Arslan Alptekin’e göre Mehmet Emin Buğra “Hazretim Dada” idi. Aslında İsa Bey’in diğer evlatları gibi Arslan Bey de Buğra beyin elinde büyümüş, ne öğrenmişlerse, en az babaları kadar Buğra beyden hayata dair ne varsa öğrenmişlerdi. Öyle ki Arslan Bey daha Nankin ve Çunkin’de hatta çocukluğunun bir kısmının geçtiği Urumçi’de İsa beyden daha çok Buğra beyin dizinin dibinden ayrılmamış, Ladak’ta, Keşmir Safakadal’da, Hindistan’da kangren olan ayağını ameliyatla kestiklerinde ve nihayet İstanbul’a geldiklerinde de yine “Hazretim” Buğra beyin dedelik vazifesini şahit olmuştu.
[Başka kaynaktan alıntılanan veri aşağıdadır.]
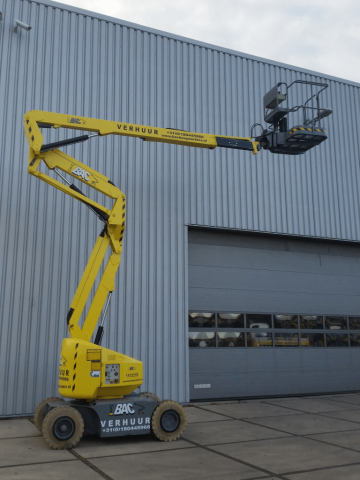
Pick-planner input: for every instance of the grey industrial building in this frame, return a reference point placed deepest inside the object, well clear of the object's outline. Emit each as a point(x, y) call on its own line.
point(265, 247)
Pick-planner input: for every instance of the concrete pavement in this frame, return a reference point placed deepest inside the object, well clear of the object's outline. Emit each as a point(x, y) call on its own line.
point(299, 438)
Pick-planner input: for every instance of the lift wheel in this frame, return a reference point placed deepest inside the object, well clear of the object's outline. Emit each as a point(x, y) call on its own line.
point(63, 427)
point(168, 421)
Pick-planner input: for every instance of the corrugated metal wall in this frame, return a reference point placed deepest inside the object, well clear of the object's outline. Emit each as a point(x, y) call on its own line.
point(87, 64)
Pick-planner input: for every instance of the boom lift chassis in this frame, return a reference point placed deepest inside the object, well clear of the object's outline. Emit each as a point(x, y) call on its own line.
point(99, 382)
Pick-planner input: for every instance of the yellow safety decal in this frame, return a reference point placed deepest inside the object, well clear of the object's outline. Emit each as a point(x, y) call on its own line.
point(95, 365)
point(93, 355)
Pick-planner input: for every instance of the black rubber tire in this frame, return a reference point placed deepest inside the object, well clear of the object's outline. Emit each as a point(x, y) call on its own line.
point(63, 427)
point(168, 421)
point(150, 395)
point(39, 414)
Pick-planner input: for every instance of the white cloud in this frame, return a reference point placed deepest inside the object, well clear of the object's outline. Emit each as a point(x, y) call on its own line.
point(321, 35)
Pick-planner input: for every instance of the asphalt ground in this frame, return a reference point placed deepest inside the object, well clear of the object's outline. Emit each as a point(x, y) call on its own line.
point(298, 438)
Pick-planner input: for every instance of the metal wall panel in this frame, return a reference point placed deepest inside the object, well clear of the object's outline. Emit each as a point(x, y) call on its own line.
point(83, 63)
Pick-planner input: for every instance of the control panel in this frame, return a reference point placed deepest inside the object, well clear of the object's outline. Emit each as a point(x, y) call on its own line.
point(112, 373)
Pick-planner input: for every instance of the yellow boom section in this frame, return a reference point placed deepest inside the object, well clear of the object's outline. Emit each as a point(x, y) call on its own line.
point(114, 219)
point(148, 134)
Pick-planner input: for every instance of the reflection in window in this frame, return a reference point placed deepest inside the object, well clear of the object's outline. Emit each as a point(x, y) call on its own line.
point(286, 339)
point(231, 320)
point(311, 321)
point(336, 340)
point(202, 320)
point(259, 339)
point(354, 339)
point(336, 323)
point(285, 321)
point(262, 321)
point(354, 323)
point(231, 339)
point(312, 340)
point(202, 339)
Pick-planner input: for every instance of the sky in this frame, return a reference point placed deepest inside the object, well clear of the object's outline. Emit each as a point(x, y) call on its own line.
point(320, 35)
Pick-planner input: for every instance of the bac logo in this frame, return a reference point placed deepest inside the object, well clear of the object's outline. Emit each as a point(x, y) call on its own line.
point(77, 121)
point(81, 173)
point(122, 408)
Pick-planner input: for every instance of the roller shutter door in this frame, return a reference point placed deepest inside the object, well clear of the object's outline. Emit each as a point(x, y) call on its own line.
point(271, 315)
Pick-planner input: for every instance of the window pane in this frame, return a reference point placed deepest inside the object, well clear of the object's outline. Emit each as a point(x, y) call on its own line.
point(336, 340)
point(312, 340)
point(231, 320)
point(258, 321)
point(311, 321)
point(231, 339)
point(355, 340)
point(286, 339)
point(285, 321)
point(202, 339)
point(202, 320)
point(354, 323)
point(335, 323)
point(259, 339)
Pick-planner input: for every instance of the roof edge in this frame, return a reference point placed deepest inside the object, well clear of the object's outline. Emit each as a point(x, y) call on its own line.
point(125, 23)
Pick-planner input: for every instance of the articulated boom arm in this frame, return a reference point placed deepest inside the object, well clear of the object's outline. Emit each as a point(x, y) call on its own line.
point(277, 139)
point(35, 119)
point(112, 234)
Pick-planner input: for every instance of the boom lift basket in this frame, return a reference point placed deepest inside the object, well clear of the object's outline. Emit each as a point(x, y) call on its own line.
point(305, 134)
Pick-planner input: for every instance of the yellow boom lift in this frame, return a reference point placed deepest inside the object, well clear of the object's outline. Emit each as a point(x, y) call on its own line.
point(101, 382)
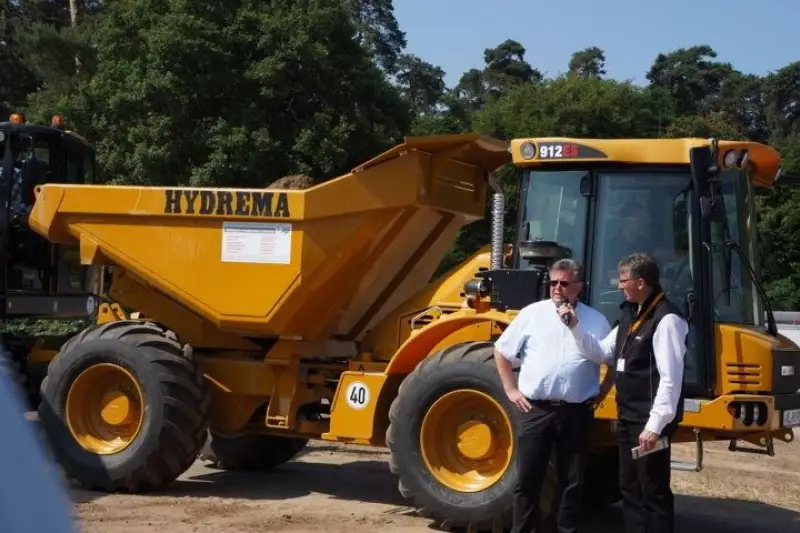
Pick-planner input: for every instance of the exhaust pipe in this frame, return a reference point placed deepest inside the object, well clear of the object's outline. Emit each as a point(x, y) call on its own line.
point(498, 212)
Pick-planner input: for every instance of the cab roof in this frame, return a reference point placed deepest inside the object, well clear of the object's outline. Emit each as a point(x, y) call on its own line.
point(38, 130)
point(764, 161)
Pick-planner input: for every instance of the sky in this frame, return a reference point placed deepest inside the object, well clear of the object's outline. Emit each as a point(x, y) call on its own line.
point(756, 37)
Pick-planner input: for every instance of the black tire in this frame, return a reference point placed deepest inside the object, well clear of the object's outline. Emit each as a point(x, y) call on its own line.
point(176, 407)
point(462, 366)
point(252, 452)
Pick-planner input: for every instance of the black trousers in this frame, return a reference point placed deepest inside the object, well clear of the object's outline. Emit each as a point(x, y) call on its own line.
point(567, 427)
point(647, 500)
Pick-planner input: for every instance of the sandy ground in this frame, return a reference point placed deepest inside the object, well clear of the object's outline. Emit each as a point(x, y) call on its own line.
point(340, 489)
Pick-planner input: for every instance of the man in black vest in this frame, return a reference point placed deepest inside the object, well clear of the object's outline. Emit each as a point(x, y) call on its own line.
point(647, 349)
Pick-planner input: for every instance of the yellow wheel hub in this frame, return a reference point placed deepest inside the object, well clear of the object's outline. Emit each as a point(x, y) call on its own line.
point(104, 408)
point(466, 440)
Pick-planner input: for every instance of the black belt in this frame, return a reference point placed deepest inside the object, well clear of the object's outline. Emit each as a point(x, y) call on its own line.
point(562, 402)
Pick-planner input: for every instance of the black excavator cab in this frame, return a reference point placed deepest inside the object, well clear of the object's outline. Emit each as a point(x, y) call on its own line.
point(40, 280)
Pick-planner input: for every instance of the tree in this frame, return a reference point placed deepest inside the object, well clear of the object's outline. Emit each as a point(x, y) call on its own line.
point(691, 76)
point(588, 63)
point(238, 94)
point(377, 31)
point(422, 84)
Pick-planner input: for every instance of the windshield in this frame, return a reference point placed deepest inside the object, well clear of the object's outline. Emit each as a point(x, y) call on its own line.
point(554, 209)
point(643, 211)
point(745, 305)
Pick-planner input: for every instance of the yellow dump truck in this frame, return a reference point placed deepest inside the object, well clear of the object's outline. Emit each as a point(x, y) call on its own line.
point(271, 317)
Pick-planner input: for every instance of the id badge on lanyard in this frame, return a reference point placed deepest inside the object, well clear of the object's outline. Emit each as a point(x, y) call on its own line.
point(633, 329)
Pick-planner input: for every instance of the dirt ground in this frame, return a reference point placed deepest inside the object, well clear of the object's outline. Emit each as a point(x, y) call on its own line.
point(345, 489)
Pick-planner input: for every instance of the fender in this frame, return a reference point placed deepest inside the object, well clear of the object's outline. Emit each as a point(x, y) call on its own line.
point(419, 346)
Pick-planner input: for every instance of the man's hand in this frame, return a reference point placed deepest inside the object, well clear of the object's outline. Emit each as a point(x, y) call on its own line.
point(519, 399)
point(647, 440)
point(568, 311)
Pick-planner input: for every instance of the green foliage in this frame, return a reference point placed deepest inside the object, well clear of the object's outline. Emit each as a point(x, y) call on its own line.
point(243, 92)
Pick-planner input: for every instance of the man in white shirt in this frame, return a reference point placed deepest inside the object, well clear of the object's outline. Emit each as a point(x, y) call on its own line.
point(555, 394)
point(647, 349)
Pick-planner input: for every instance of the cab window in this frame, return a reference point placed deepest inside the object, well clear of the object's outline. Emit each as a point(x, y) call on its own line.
point(643, 212)
point(555, 210)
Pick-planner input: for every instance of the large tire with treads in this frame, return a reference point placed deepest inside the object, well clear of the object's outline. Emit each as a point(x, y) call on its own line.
point(251, 452)
point(123, 408)
point(458, 391)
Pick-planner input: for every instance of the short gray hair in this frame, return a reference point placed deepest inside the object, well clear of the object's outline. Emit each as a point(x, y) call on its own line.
point(641, 266)
point(568, 264)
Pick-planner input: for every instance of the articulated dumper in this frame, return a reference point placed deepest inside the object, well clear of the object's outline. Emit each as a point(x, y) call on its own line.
point(269, 317)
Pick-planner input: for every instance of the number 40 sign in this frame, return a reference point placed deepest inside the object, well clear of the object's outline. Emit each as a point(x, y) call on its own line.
point(357, 395)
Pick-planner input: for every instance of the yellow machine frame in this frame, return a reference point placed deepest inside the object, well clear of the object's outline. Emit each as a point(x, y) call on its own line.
point(350, 303)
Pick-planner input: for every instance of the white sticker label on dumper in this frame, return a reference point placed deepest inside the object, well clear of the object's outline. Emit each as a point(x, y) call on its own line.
point(256, 242)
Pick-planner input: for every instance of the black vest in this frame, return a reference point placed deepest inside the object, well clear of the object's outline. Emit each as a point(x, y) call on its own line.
point(638, 383)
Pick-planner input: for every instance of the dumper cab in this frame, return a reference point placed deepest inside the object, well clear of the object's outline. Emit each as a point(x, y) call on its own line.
point(39, 279)
point(690, 204)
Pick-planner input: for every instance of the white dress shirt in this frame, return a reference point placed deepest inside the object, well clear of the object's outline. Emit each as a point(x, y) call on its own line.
point(669, 348)
point(552, 366)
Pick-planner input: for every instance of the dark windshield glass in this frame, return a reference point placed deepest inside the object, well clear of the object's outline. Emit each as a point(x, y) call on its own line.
point(555, 210)
point(738, 225)
point(641, 212)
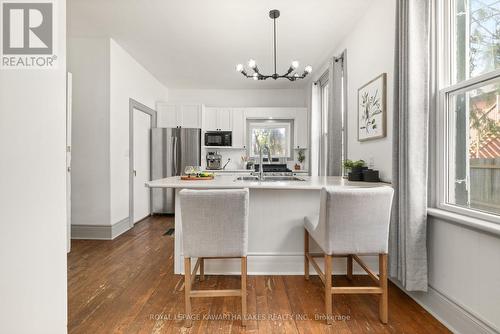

Arslan Alptekin Bey ile yaptığımız onlarca sohbette mutlaka bir şekilde söz Mehmet Emin Buğra Bey’e gelir, Buğra beyin alicenaplığını, yardımseverliğini, hoşgörüsünü anlata anlata bitiremezdi. Benim tanıdığım Arslan Alptekin de alicenaptı, hoşgörülü, şefkatli, yardımsever bir insandı ve yine muhtemelen bu hasletlerinin birçoğunu “Dadası Hazretim” Mehmet Emin Buğra Beyden almıştı.

Doğu Türkistan’ın maddi durumu iyi ailelerinde biri olan Mehmet Emin Buğra bey, vatan millet davasına harcadığı ama zaman gelip esaretten gurbete çıkmanın zorluklarıyla giyecek ayakkabısının olmadığı dönemlerde de vatan millet davasını vicdani, dini, milli ve insani bir vazife addedip, ömrünün sonuna kadar bütün zorluklara rağmen bunlardan taviz vermemiş büyük bir dava adamı, yine büyük bir gönül insanıydı.

  

Buğra beyin hayatının birçok noktasının benzerini yaşamış Arslan Alptekin’de de ben aynı hasletleri bizzat gördüm ve yaşadım. Cebindeki son parasını ihtiyacı olduğunu söyleyen bir Doğu Türkistanlı öğrenciye, eve nasıl giderimi düşünmeden, çıkarıp verecek kadar gönlü zengin bir insandı. Hızır gibi bir adam olduğuna yaşanmış birkaç tecrübemle şahit olmuşumdur.

"Hazretim Dada" Mehmet Emin Buğra, bir 14 Haziran gecesi, Buğra Bey’in dava ve kader arkadaşı İsa Yusuf Alptekin’in evladı Arslan Alptekin yine bir 19 Haziran günü hayata gözlerini yumup ebedi âleme göç ettiler. Haziran’ın 3. haftasında iki dava ve gönül insanının vefat yıldönümleri. Yüce Mevla gani gani rahmet etsin. İsimleri vâr oldukça, hasletleri de vâr olacaktır. Bize düşen "unutmanın tükenmek olduğunu hatırdan çıkarmadan" bu iki mümtaz şahsiyetin aziz hatıralarını saygı ile anmak, gelecek nesillerin unutmaması için hatırlamak/hatırlatmak olsa gerek.

Mehmet Emin Buğra beyi 55, Arslan Alptekin beyi 9. vefat yıldönümlerinde saygı ve özlemle yâd, mekanlarının Cennet olmasını temenni, ibretlik hayatlarını örnek alacak nice nesiller yetişmesini ümit ediyorum.